Did the writers' strike help TV ratings?
Should we do this strike thing more often? Well, no, but some scripted hits like ABC’s Lost and NBC’s Saturday Night Live have experienced surprising ratings swells well into and after the long, cold work stoppage. ”There was definitely anticipation for a great scripted series to come back,” says Jeff Bader, ABC’s exec VP of entertainment. ”There was a pent-up demand.” That’s welcome news after months of depressed viewership and talk that TV audiences would give up on the medium forever.
SNL‘s Feb. 23 return with host Tina Fey drew an estimated 7 million viewers, 36 percent above pre-strike original episodes — the show’s best numbers since its Feb. 4, 2006, broadcast featuring Steve Martin and Prince.

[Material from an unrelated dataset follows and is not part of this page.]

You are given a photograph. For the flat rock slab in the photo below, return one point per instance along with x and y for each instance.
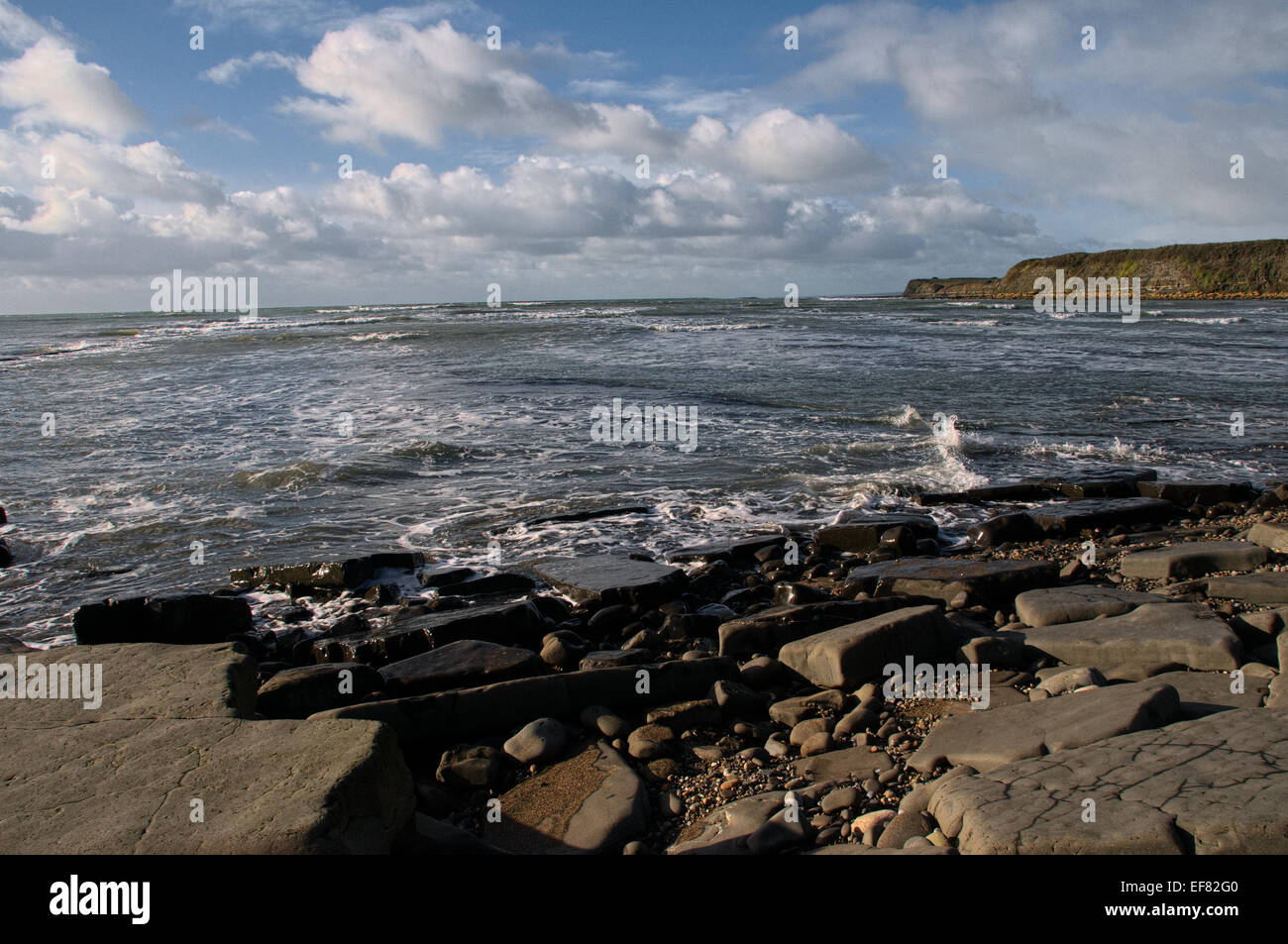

And with a volatile election still in full swing, the momentum should continue. ”Political seasons are gold for the show,” says Mitch Metcalf, NBC’s exec VP of scheduling. ”As a viewer, I couldn’t wait for it to get on the air because there was so much material in the news.” Lost, meanwhile, returned with its own creative resurgence (flash-forwards!) and the ratings to go with it: 16.1 million viewers watched its Jan. 31 season premiere, outperforming its last-season average by more than 2 million — and solidifying ABC’s Thursday power position so much that it’ll stay put on the night (sliding up to 10 p.m.) even when Grey’s Anatomy and Ugly Betty return in late April.
In fact, big players have the best chance of not only surviving post-strike, but thriving on fans’ desperation for fresh programming. Smaller series, on the other hand, could end up the victims. ”The bubble shows will be the question marks,” Bader says. ”We’re going to spend a lot of time marketing these shows coming back, but you can only do that for so many shows.” October Road devotees, brace yourselves.